The Aryan Question and Demolishing Myths

 Historian Romila Thapar's collection of essays opens up new, non-dogmatic and critical windows on the ‘the Aryan question' as much as the non-critical stereotypes floated by one-dimensional Hindutva forces in recent types, often shutting out all avenues of debate. Indeed, when a rigorous exploration of history, worked out through meticulous research and compilation of documents and facts, concepts and theories, are debunked in what is a completely crude and unilateral populist propaganda, then the dangers to discourse becomes universal and grassroot, beyond academics.
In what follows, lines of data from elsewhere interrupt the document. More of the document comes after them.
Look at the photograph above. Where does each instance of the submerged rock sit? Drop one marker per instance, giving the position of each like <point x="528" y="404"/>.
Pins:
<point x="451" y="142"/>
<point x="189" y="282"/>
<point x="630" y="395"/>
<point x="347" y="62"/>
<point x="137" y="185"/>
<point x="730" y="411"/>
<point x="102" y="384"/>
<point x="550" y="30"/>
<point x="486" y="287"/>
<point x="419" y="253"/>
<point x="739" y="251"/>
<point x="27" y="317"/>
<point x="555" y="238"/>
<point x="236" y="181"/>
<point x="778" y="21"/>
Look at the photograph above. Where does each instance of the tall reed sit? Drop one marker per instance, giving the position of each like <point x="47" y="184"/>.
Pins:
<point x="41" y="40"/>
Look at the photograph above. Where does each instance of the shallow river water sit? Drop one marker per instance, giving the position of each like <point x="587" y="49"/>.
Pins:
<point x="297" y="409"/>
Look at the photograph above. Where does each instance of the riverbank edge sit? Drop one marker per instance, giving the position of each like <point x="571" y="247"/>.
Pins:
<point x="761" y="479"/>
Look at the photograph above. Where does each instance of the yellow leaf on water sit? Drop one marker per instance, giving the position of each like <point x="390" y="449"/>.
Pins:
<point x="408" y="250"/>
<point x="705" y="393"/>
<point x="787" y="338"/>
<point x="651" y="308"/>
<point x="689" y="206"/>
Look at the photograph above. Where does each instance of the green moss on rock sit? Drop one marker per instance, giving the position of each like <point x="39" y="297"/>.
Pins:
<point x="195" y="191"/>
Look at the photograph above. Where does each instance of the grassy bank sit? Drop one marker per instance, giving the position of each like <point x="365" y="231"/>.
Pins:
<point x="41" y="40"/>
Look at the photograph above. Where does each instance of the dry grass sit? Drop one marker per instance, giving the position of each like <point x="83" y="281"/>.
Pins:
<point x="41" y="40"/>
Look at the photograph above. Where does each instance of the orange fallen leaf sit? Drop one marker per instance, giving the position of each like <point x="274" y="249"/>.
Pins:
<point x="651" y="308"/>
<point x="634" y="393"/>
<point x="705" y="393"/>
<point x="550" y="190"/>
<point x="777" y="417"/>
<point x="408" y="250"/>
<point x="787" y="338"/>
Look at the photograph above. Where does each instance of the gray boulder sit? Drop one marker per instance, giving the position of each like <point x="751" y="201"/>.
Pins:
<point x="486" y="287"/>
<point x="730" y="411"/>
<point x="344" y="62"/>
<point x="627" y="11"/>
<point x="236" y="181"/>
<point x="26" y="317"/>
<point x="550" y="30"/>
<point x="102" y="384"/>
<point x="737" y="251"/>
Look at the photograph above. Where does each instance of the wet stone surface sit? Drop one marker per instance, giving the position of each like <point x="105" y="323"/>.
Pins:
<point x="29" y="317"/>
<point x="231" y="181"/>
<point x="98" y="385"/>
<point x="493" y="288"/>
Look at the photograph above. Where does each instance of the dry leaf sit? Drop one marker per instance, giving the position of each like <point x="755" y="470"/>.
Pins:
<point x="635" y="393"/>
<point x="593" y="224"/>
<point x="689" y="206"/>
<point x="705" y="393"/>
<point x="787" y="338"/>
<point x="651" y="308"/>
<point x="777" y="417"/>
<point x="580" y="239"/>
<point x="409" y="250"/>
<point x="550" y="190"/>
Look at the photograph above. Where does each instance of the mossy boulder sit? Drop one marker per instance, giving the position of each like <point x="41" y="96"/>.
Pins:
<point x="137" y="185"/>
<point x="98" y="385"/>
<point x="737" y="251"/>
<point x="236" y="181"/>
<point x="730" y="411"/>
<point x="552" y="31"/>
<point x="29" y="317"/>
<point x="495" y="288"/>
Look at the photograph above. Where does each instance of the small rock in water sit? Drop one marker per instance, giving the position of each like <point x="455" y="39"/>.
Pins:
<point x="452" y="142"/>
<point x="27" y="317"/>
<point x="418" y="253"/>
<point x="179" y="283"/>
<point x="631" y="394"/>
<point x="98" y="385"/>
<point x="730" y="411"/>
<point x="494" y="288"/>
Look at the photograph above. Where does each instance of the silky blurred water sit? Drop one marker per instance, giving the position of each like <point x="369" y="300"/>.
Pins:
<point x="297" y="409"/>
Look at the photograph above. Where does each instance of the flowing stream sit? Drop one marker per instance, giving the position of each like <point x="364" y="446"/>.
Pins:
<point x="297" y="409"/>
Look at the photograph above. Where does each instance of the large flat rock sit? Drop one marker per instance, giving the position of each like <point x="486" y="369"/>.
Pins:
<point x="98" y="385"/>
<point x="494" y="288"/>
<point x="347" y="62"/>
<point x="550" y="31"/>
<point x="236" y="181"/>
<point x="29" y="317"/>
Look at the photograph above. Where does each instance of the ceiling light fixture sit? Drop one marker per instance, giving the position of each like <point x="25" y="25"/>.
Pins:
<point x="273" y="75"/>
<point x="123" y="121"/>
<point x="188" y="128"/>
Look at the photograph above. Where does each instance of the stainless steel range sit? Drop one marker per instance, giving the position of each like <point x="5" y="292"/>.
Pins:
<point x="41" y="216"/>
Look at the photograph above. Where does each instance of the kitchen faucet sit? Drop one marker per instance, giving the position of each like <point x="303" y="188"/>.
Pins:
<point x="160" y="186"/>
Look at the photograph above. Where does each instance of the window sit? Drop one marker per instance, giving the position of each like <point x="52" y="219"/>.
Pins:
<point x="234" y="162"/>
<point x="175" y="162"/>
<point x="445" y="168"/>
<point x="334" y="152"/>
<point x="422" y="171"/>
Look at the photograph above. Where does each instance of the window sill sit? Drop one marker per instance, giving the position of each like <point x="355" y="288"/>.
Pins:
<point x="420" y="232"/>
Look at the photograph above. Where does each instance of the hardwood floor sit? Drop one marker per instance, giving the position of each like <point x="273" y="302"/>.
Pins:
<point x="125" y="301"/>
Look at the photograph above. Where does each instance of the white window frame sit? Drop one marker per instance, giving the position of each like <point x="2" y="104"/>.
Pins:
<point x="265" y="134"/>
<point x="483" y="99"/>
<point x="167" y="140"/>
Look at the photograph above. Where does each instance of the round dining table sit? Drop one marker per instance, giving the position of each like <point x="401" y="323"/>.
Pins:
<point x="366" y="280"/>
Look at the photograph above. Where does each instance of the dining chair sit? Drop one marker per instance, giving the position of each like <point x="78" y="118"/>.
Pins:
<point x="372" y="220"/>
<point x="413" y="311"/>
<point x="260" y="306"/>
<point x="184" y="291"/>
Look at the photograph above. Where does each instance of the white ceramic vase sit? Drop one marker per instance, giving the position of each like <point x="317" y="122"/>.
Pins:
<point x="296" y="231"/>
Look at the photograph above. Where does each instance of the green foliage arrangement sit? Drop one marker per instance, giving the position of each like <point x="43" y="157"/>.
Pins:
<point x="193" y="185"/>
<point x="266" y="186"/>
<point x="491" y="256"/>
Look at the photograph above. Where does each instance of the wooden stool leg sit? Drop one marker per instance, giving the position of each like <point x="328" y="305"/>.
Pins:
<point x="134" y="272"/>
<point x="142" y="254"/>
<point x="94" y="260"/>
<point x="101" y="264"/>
However, this can become a diabolical thin line - myths or half-facts juxtaposed with xenophobic propaganda to posit itself as the ultimate truth. The Aryan question was a  much debated phenomena during the ‘saffronisation of education' campaign in India unleashed during the BJP-led government in the Centre, when a virtual witch-hunt was launched by the Hindutva forces to eliminate the established secular realms of history and impose a ‘certain kind' of history, often prejudiced and terribly intellectually limited and judgmental. Thapar explores the Aryan concept and provides a critical take on the appropriation of the theory.

Writes Thapar: "What is sometimes called ‘the Aryan Problem' is not a simple problem of putting together the evidence for a historical period with easy answers. It is probably the most complex question in early Indian history and it requires considerable expertise in the interpretation of the evidence which ranges from ecology to philology.
The basic expertise requires some familiarity with at least four fields of enquiry: historiography, archaeology, linguistic and social anthropology. The evidence from these when interrelated provides historical hypothesis."

Demolishing Myths or Mosques and Temples? The book reopens the vicious and cynical discourse which seeks to subvert one of the most emotionally and politically contentious terrain of both religion and politics. For instance, the manner in which the Babri masjid destruction has been rationalised in recent times, or loose, unsubstantiated but sinister factsheets on how temples have been destroyed in medieval India by Muslim invaders, often missing the woods for the tree. This kind of ‘manufactured consent' pushes a dangerous and sectarian agenda instead of an authentic and complex socio-political narrative of certain periods of history. The essays here are brilliant narratives of conflict zones and the meanings we derive from the unfolding of these events. Not only demolition, the building of religious spaces itself tell a revealing story.

Both books are a must for all those who are grappling with the twilight zones of collective and yet fragmented reality, a chronicle of creative and critical history in the time of communal fascism and ‘herd mentality'. This history-telling transcends the academic reading of our past and present, and makes it indeed commonsensical and down to earth.